The Ratchet Tumbler

It was around 4am in the morning. I was pushing it for the night, trying to make an even $350.00, after being beaten over the head with a 20% takeaway from my rideshare company.

I got summoned to a residence in Santa Monica.

As I pulled up , this 5’6, white, Barbie looking girl is sneaking out of the house.

The first thing I notice, is her hair. Neatly slicked to the side on one side, but wildly tangled to the other. A bun undone.

She carefully closes the door behind her, and starts to walk down the steps.

Did I mention she’s wearing what had to have been 4 inch heals?

Well, she makes it down the fist step.  She almost makes it down the second step, and then her right foot starts to wobble, causing her to tumble into the bushes.

As our girl gets up out of the bushes, she quickly does a one over on her self, brushes her self off and starts to walk toward my car, as if nothing had happened.

While walking to the car, at first I thought she was limping. Upon further inspection, I noticed that she was actually missing a shoe. It was kind of like watching someone on a merry go round as she got closer and closer to my car.

Then… sudden impact. I’m not sure what she tripped on, but her face impacted on my window, leaving a streak of lipstick smeared as far as her face moved down.

Again, it was as if I wasn’t there to her… Mind you I’m laughing somewhat hard.  She got up , brushed her self off,  looked down, noticed she was missing her shoe. She didn’t take off her other shoe,  instead proceeds in the opposite direction of my car to retrieve the lost one… Up and down , up and down etc…

Once our little ratchet tumbler has picked up her shoe, she ends up turning around and walking back towards the car. She still hasn’t realized she has the other shoe on.
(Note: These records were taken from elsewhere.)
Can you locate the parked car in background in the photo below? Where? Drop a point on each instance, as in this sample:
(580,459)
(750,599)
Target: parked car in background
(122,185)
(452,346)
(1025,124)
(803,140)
Then, it was as if a dim light flickered for an instance behind her eyes, as she stopped, looked down really hard at her feet, and finally removed the other shoe.

When she finally sat back down in my car, looking at the bemusement on my face… I really tried to hide it, but couldn’t…  She said only 3 words to me for the whole trip back to her place, “Don’t Judge Me”.

I was able to control my laugh that was trying to escape from me and took her home.

Just an after note, it’s very hard to get lipstick off the window of your car.